🤖 AI Summary
Large language models (LLMs) exhibit a “refusal position bias” during safety fine-tuning—i.e., they predominantly refuse harmful queries only at response beginnings or endings—resulting in insufficient end-to-end safety enforcement. To address this, we propose Decoupled Refusal Training (DeRTa), the first framework enabling position-agnostic refusal learning. DeRTa introduces two core components: (1) hazard-response prefix guidance coupled with prefix-augmented maximum likelihood estimation (MLE) for fine-grained refusal modeling, and (2) a Reinforcement Transition Optimization (RTO) mechanism that enables dynamic, context-aware safety interception at arbitrary token positions within the response.
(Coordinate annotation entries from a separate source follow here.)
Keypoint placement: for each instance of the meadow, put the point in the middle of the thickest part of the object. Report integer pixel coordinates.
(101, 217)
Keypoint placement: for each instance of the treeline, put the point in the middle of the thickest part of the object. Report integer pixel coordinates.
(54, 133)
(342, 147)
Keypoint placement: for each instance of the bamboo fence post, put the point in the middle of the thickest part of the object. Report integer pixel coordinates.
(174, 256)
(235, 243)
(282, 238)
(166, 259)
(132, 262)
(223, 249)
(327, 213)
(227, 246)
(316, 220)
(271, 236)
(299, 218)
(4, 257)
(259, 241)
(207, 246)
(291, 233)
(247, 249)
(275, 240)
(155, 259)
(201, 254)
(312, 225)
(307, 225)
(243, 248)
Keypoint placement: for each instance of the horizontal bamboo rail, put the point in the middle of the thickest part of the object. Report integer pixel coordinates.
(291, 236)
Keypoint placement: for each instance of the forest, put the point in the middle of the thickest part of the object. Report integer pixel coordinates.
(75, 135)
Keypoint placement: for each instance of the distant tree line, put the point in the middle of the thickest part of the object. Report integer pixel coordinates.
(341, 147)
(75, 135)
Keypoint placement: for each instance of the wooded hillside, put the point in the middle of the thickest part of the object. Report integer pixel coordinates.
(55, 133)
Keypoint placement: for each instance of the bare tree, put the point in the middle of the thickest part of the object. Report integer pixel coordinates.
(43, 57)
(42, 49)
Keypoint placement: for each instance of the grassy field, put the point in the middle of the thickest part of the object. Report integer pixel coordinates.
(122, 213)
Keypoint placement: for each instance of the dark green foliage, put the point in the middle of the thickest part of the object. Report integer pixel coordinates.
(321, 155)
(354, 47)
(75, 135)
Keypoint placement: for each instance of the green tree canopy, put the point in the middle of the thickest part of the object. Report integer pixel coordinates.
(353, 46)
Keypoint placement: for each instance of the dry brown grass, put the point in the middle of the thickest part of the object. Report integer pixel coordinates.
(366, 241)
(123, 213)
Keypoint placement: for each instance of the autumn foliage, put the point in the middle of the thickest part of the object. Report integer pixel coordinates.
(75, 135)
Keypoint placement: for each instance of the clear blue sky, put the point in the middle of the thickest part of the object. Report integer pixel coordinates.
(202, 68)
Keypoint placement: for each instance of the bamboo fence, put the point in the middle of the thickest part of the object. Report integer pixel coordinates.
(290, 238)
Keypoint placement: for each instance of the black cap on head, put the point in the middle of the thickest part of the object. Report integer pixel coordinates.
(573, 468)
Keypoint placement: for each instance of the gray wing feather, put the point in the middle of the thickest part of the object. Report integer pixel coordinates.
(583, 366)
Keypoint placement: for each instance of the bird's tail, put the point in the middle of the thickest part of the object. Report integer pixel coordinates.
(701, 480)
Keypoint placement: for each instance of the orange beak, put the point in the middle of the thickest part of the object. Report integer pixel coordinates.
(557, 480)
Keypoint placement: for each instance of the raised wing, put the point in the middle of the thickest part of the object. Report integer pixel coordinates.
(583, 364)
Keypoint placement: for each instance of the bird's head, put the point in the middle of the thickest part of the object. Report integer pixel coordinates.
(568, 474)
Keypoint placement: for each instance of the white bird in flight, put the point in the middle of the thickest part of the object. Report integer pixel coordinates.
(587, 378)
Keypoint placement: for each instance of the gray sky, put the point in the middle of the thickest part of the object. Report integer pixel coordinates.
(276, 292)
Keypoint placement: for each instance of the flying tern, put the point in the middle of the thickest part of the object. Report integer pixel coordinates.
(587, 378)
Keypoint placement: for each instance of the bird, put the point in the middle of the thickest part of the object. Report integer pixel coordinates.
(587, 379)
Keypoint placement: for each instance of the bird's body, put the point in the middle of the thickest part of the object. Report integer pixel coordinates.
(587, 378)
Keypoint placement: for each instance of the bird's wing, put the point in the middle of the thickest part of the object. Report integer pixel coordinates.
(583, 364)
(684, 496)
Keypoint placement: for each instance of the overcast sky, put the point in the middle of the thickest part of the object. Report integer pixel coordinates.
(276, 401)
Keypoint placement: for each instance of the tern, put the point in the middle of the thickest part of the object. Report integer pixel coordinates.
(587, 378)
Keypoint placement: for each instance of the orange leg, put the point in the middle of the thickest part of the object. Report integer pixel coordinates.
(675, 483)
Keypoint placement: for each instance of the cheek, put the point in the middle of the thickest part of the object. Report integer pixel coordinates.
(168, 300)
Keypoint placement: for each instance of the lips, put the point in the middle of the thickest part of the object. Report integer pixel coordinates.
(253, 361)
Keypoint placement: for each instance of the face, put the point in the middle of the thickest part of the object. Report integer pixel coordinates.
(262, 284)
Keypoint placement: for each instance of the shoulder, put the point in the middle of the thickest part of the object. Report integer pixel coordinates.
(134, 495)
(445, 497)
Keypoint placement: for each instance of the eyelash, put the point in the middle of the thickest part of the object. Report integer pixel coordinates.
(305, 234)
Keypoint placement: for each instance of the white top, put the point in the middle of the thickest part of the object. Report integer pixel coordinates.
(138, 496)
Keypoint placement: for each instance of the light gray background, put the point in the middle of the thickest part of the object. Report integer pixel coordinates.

Extensive experiments on LLaMA-3 and Mistral-family models across six adversarial attack scenarios demonstrate that DeRTa achieves significantly higher safety robustness than state-of-the-art baselines while preserving general-purpose capabilities—confirming no trade-off between safety and utility.
📝 Abstract
This study addresses a critical gap in safety tuning practices for Large Language Models (LLMs) by identifying and tackling a refusal position bias within safety tuning data, which compromises the models' ability to appropriately refuse generating unsafe content. We introduce a novel approach, Decoupled Refusal Training (DeRTa), designed to empower LLMs to refuse compliance to harmful prompts at any response position, significantly enhancing their safety capabilities. DeRTa incorporates two novel components: (1) Maximum Likelihood Estimation (MLE) with Harmful Response Prefix, which trains models to recognize and avoid unsafe content by appending a segment of harmful response to the beginning of a safe response, and (2) Reinforced Transition Optimization (RTO), which equips models with the ability to transition from potential harm to safety refusal consistently throughout the harmful response sequence. Our empirical evaluation, conducted using LLaMA3 and Mistral model families across six attack scenarios, demonstrates that our method not only improves model safety without compromising performance but also surpasses baseline methods in defending against attacks.